このページでは、数値に振り回されず、サイトの状態を見ながら改善を続けるための考え方を整理します。
KPIは最初から正解を決めない
KPIは、最初から完璧に決められるものではありません。
- 仮説として設定し
- 実際の運用を通じて
- 必要に応じて見直す
という前提で扱います。
初期段階で数値を固めすぎると、現実のサイト状況とのズレが生まれやすくなります。
「数値だけを追わない」の本当の意味
FHWが考える「数値だけを追わない」とは、「数値を見ない」という意味ではありません。
「数値の背景にある状態を見る」という意味です。
例えば、
- CVが増えた/減った
- 直帰率が下がった/上がった
といった結果だけでなく、
- なぜその状態になっているのか
- どの要因が影響していそうか
を考えることを重視します。
改善の前提にするデータ
改善設計の前提として、主に次のデータを参照します。
- Google Analytics(GA / GA4)
- Google Search Console
- PageSpeed Insights
- お客様からの定性的な声・運用現場の感覚
ヒートマップのようなツールは希望があれば設置いたしますが、必要に応じて使う補助的な位置づけとしています。
フェーズごとに見る指標は変わる
改善は、常に同じ指標を見続ければよいわけではありません。
- 公開直後
- 運用が落ち着いた段階
- 目的や役割が変わった段階
など、フェーズごとに注目すべき指標は変わります。
その時点での目的に対して、何を見るべきかを整理し直すことが重要です。
KPIはページ・役割ごとに考える
KPIは、サイト全体で1つではなく、ページや役割ごとに分けて考えるというスタンスを取ります。

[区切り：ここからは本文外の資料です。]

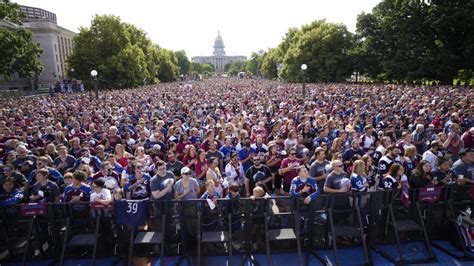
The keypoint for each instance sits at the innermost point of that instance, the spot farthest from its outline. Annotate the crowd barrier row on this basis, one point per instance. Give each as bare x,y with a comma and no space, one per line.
176,226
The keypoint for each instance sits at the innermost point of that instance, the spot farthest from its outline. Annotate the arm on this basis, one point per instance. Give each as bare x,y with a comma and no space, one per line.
247,186
315,194
331,190
293,193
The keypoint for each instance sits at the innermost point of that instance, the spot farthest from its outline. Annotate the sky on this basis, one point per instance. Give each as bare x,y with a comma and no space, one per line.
246,26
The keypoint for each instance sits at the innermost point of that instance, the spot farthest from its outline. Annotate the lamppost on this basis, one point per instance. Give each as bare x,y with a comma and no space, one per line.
94,80
303,72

すべてのページに同じ指標を当てはめると、改善の手が打ちづらくなります。
「改善できないKPI」は置かない
実際に手を打てないKPIは、最初から重視しません。
- 影響範囲が広すぎる
- 何を変えればよいか分からない
といった指標は、判断材料として使いづらいためです。
改善につなげられるかどうかを基準に、KPIを選びます。
改善は小さな調整の積み重ね
改善は、大きなリニューアルを前提にするものではありません。
- 表示の微調整
- 導線の整理
- 情報の出し方の見直し
といった小さな調整を積み重ねることを基本とします。
CVだけが改善ではない
改善設計は、必ずしもCV改善だけを指すものではありません。
- 読了率
- 回遊性
- 離脱のされ方
- 表示速度
なども、重要な改善対象です。
このページで伝えたいこと
KPIは、目的ではありません。判断材料です。
数値を見ることで、「今、サイトがどんな状態か」を理解し、次の一手を考えるための材料になります。
FHWでは、数値に振り回されず、状態を見ながら改善を続ける設計を大切にしています。